Automated Commit Message Generation with Large Language Models: An Empirical Study and Beyond

Commit Message Generation (CMG) approaches aim to automatically generate commit messages based on given code diffs, which facilitate collaboration among developers and play a critical role in Open-Source Software (OSS). Very recently, Large Language Models (LLMs) have demonstrated extensive applicability in diverse code-related task. But few studies systematically explored their effectiveness using LLMs. This paper conducts the first comprehensive experiment to investigate how far we have been in applying LLM to generate high-quality commit messages. Motivated by a pilot analysis, we first clean the most widely-used CMG dataset following practitioners' criteria. Afterward, we re-evaluate diverse state-of-the-art CMG approaches and make comparisons with LLMs, demonstrating the superior performance of LLMs against state-of-the-art CMG approaches. Then, we further propose four manual metrics following the practice of OSS, including Accuracy, Integrity, Applicability, and Readability, and assess various LLMs accordingly. Results reveal that GPT-3.5 performs best overall, but different LLMs carry different advantages. To further boost LLMs' performance in the CMG task, we propose an Efficient Retrieval-based In-Context Learning (ICL) framework, namely ERICommiter, which leverages a two-step filtering to accelerate the retrieval efficiency and introduces semantic/lexical-based retrieval algorithm to construct the ICL examples. Extensive experiments demonstrate the substantial performance improvement of ERICommiter on various LLMs for code diffs of different programming languages. Meanwhile, ERICommiter also significantly reduces the retrieval time while keeping almost the same performance. Our research contributes to the understanding of LLMs' capabilities in the CMG field and provides valuable insights for practitioners seeking to leverage these tools in their workflows.

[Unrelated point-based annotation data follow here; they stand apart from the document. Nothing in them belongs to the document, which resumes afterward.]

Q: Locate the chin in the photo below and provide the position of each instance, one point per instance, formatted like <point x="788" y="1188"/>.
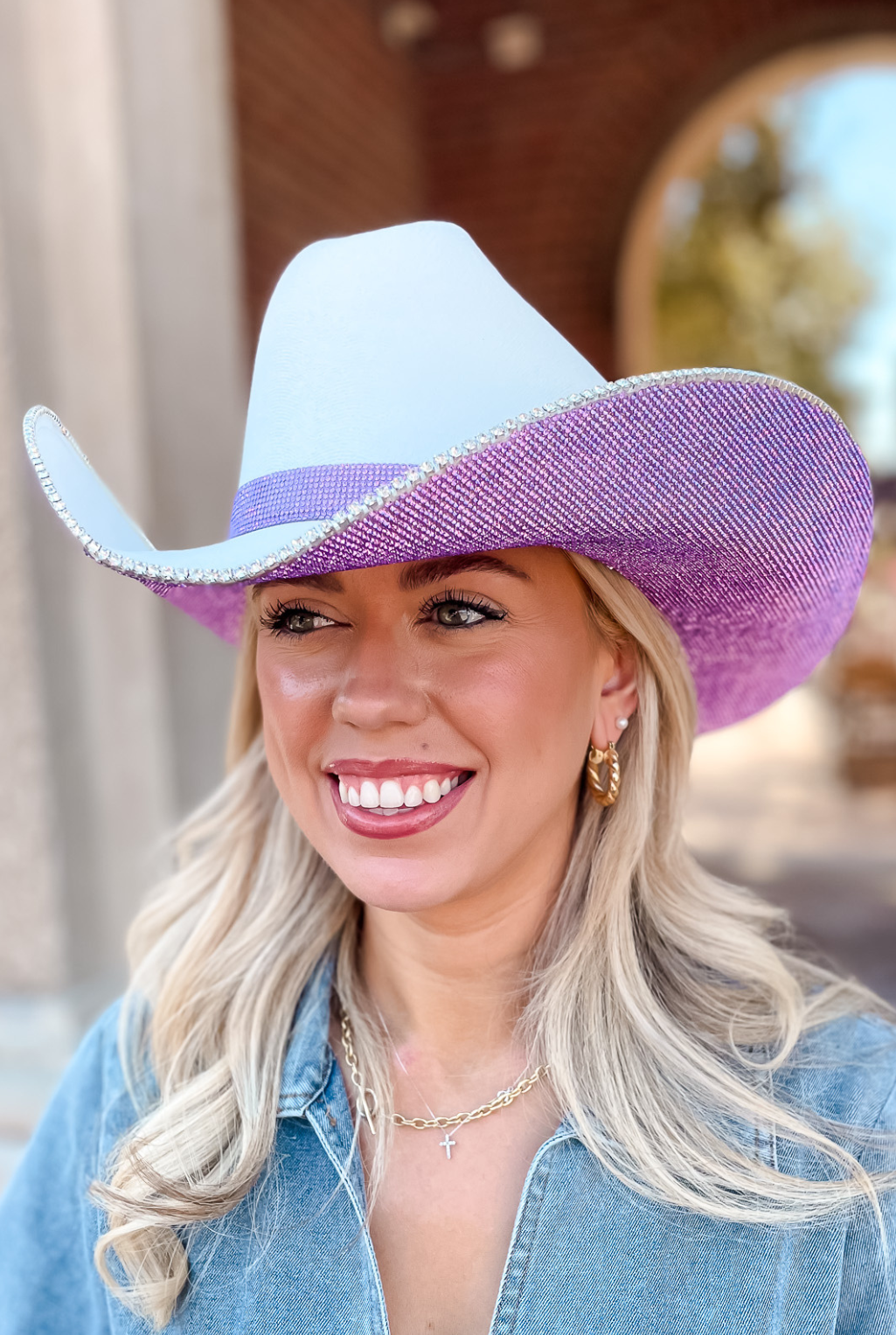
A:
<point x="401" y="886"/>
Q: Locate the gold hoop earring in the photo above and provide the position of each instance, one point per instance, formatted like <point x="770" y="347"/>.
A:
<point x="596" y="757"/>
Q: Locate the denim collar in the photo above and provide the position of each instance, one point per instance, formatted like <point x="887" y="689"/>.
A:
<point x="309" y="1056"/>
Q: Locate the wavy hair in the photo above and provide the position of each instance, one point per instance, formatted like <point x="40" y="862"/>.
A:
<point x="661" y="998"/>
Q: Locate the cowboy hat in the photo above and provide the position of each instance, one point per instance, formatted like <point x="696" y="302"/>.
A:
<point x="407" y="403"/>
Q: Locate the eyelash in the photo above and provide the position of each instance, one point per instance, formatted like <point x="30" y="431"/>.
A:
<point x="274" y="620"/>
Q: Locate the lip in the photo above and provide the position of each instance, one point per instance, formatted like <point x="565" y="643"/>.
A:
<point x="413" y="820"/>
<point x="389" y="768"/>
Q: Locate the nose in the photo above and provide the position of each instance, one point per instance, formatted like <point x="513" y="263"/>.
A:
<point x="381" y="685"/>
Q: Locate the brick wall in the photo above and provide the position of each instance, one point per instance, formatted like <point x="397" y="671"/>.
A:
<point x="542" y="167"/>
<point x="326" y="129"/>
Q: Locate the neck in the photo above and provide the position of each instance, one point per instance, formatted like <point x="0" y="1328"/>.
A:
<point x="450" y="982"/>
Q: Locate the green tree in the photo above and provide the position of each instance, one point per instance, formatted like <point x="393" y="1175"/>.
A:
<point x="744" y="282"/>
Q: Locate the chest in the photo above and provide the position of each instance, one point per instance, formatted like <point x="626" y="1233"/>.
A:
<point x="587" y="1255"/>
<point x="443" y="1216"/>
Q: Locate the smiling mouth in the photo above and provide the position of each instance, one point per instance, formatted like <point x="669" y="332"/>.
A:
<point x="399" y="793"/>
<point x="394" y="798"/>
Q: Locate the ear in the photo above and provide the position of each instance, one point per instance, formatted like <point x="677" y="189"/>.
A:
<point x="617" y="696"/>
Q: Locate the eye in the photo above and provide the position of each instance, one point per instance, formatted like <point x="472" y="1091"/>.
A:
<point x="294" y="621"/>
<point x="455" y="610"/>
<point x="458" y="615"/>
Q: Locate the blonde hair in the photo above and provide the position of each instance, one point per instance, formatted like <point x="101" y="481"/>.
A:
<point x="660" y="996"/>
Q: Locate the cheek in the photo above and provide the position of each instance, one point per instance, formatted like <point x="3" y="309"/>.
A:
<point x="531" y="706"/>
<point x="295" y="706"/>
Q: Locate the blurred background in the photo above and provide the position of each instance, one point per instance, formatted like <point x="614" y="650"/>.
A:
<point x="676" y="183"/>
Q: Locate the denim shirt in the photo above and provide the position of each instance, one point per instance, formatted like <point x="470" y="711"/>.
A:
<point x="587" y="1255"/>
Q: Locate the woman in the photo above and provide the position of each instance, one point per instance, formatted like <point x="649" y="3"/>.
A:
<point x="438" y="1027"/>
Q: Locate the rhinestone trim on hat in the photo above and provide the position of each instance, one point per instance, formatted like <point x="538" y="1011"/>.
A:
<point x="384" y="494"/>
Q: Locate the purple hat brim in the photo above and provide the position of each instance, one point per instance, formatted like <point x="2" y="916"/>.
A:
<point x="740" y="508"/>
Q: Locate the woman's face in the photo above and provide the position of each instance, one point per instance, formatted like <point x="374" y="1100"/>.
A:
<point x="427" y="724"/>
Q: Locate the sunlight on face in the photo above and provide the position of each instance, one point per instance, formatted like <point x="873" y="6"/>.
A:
<point x="427" y="724"/>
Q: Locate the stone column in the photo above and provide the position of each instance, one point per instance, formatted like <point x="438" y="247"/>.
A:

翻译：提交信息生成（CMG）方法旨在根据给定的代码差异自动生成提交信息，这有助于开发者之间的协作，并在开源软件（OSS）中发挥关键作用。最近，大型语言模型（LLMs）在各类代码相关任务中展现出广泛适用性，但鲜有研究系统性地探索其在LLMs上的有效性。本文开展了首次综合性实验，探究我们在应用LLM生成高质量提交信息方面已达到何种水平。受初步分析启发，我们首先按照从业者标准清理了使用最广泛的CMG数据集。随后，我们重新评估了多种最先进的CMG方法，并与LLMs进行了比较，证明LLMs相比现有先进CMG方法具有更优性能。接着，我们遵循开源软件实践提出了四种人工评估指标，包括准确性、完整性、适用性和可读性，并据此对多种LLM进行了评估。结果显示，GPT-3.5综合表现最佳，但不同LLM各有优势。为进一步提升LLMs在CMG任务中的性能，我们提出了一种高效检索驱动的上下文学习（ICL）框架——ERICommiter，该框架采用两步过滤机制加速检索效率，并引入基于语义/词汇的检索算法构建ICL示例。大量实验表明，ERICommiter在不同编程语言代码差异的多种LLM上均实现了显著性能提升。同时，ERICommiter在保持几乎相同性能的前提下大幅缩短了检索时间。我们的研究增进了对LLMs在CMG领域能力的理解，并为从业者在工作流程中运用这些工具提供了宝贵的见解。